The likelihood for Malaysian movie industry to go fully digital is real, and it may be sooner than you think.

Today, and without much fanfare, the cinema owners have actually been installing digital projectors. According to unofficial sources, there are 82 digital screens in Malaysia today. And by mid of 2012, there will be a total of 300 digital screens.

What this means is that local film producers, including indie filmmakers, now have a viable digital market place. They can begin their film projects digitally, finish it digitally and exhibit it digitally.
Not a single foot of celluloid throughout the whole process.

Currently about 70 percent of the local film industry is shooting digital but end up spending hundreds of thousands of Ringgit in kinetransferring the whole digital master into celluloid for screening at local cinemas.

If you are a producer with bottomless pockets, you can print 80 copies at RM5000 a pop. This means RM400,000.00 in production costs.

If you are a producer who just have enough, you only make 30 prints adding RM150,000.00 to your production cost.

Now with 300 digital cinema screens across the country by mid or end of next year, digital films can have as big a market as they want to without converting to celluloid for exhibition.

Some TV stations are already anticipating this cinematic paradigm shift. From what I heard, they are currently on the look out for producers who are willing to producers titles for a cost of RM500,000.00 (less than half the current production budgets of digital to film).

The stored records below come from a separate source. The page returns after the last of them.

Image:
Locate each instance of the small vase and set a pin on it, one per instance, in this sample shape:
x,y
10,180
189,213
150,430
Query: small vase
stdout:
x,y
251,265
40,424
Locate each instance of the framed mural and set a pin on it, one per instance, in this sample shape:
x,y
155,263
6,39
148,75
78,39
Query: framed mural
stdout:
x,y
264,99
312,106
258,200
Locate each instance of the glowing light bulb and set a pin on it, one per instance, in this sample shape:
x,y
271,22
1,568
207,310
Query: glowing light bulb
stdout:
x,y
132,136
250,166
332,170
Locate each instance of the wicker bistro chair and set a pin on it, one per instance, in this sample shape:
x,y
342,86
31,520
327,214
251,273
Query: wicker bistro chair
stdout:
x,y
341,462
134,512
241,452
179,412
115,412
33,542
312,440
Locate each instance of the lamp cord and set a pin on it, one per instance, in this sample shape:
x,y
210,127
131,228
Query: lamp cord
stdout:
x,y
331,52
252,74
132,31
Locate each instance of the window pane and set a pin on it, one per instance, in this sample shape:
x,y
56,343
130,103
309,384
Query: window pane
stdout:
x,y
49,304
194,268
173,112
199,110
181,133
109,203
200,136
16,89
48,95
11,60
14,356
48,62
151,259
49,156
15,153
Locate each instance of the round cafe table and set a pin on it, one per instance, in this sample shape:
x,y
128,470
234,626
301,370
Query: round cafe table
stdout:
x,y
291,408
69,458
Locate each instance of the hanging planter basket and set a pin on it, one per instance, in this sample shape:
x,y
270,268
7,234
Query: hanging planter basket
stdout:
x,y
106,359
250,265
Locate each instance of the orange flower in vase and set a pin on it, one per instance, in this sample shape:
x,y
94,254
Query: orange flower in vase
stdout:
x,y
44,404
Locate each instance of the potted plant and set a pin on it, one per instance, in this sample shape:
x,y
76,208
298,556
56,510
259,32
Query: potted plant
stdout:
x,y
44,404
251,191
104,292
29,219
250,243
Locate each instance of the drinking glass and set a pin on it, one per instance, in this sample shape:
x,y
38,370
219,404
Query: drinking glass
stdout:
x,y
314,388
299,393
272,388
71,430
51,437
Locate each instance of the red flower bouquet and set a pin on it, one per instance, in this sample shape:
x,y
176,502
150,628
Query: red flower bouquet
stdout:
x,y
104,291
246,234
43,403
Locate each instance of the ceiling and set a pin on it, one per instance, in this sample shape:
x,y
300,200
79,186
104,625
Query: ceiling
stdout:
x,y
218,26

With these kind of budgets, young indie producers might consider taking the mainstream leap into movie making, whilst the old school filmmakers would now re-educate themselves into producing digital films. They must now understand what shooting in DSLR cameras mean, or what is the difference between the REDcam, the Cinealtas, the ArriDs and the P2s.

What I fear is that greedy producers would just slightly upgrade their RM70,000.00 made-for-TV telefilms pocket hundreds of thousands in production budget money, and pass it off as a digital movie for digital cinemas.

If digital cinemas screen these z-grade digital movies that didn't even spend a sen for quality color grading and tweaking, the public would be disappointed in both the technical and content quality and soon enough, give digital films the thumbs down.

For example, there is a production company that I heard is offering producers RM400,000.00 to produce digital movies in these digital cinemas. And their business model is that they don't really care about box office performance at all. What they want is to quickly screen the movies at these digital cinemas and then be allowed to screen their titles on Astro First within three weeks.

This is because Astro First seems to be working fairly well for local producers. Even weak titles give a hefty profit to the producers' bottomline.

Whatever the reason is, the future of digital filmmaking is already at our doorsteps. It is up to the filmmakers, the producers, the directors, the writers, the actors, the cinematographers, the distributors and the cineplexowners to make sure that digital filmmaking become an acceptable medium of cinema.